VSGs are expressed in T. brucei bloodstream forms in 1 of about 20 VSG expression sites (B-ESs) located upstream of the telomere repeats. Upstream of the B-ES promoter there is a large array of 50-bp repeats (up to 15 kb) that is specific to B-ES (44, 51). In ChrI, and probably in most of the other megabase chromosomes containing a B-ES, the 50-bp repeats are preceded by a large region (100 to 300 kb) composed of RIME/ingi retroelements and previously uncharacterized repeats (43). Analysis of the ChrIa sequence (1.1 Mb), recently completed by The Wellcome Trust Sanger Institute (data not shown), revealed the presence of 15 RHS (pseudo)genes clustered upstream of the B-ES in a 150-kb DNA region corresponding to the RIME/ingi-rich region (43). The RIME/ingi-rich region of ChrIa contains only five full-length and probably functional RHS genes (21%), and of the 10 RHS pseudogenes, four are highly degenerate. As was observed for ChrII, all the RIME/ingi retroelements present in the RHS-rich region of ChrIa (seven elements) are inserted into RHS-related (pseudo)genes, suggesting that the RIME/ingi richness of this repetitive region is directly related to the presence of the RHS (pseudo)genes. RIME, ingi, and the RHS (pseudo)genes with their conserved flanking regions constitute most (if not all) of the repetitive sequences in this region.

Recently, LaCount et al. sequenced a BAC genomic DNA insert (BAC-26P8) containing the active B-ES expressing the VSG10.1 gene of strain TREU927/4 GUTat10.1 and the region (90 kb) upstream of the 50-bp repeats (36). As previously observed for the B-ES flanking region of ChrIa, this 90-kb DNA region is RIME/ingi-rich (six ingis and two RIMEs) and contains uncharacterized repeats (Fig. 9A). We found that this 90-kb repeated region is composed of five RHS pseudogenes (ϕRHS2g and ϕRHS1g contain one and three RIME/ingi retroelements, respectively) and conserved flanking sequences, as shown in Fig. 9B. The extent of the RHS (pseudo)gene cluster flanking VSG10.1-ES may be longer since the region upstream of the BAC-26P8 is not yet sequenced.

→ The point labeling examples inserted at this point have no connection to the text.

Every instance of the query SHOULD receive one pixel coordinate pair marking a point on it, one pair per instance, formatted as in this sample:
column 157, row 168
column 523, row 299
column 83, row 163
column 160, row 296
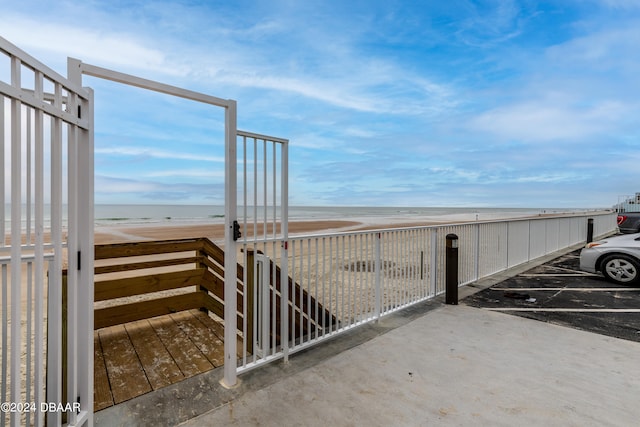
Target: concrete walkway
column 451, row 366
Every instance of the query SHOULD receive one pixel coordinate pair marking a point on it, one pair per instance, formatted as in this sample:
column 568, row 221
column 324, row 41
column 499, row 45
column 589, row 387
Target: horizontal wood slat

To determine if the presence of an RHS (pseudo)gene cluster is a general feature of the regions upstream of B-ESs, we studied the locations of RHS (pseudo)genes and B-ES-associated sequences in the T. brucei (TREU927/4) P1 library. All B-ESs described to date contain ESAG7 and ESAG6 genes downstream of the B-ES-specific promoter region and are separated from the remainder of the chromosome by a 50-bp repeat cluster (Fig. 9). All these sequences are considered to be B-ES specific (44, 51). Interestingly, 72, 73, and 86% of the P1 clones recognized by the 50-bp repeat, B-ES promoter and/or ESAG6/7 probes, respectively, contain RHS sequences. These data strongly support the hypothesis that most, if not all, B-ESs are preceded by RHS sequences.

Presence of RHS-related genes in T. cruzi.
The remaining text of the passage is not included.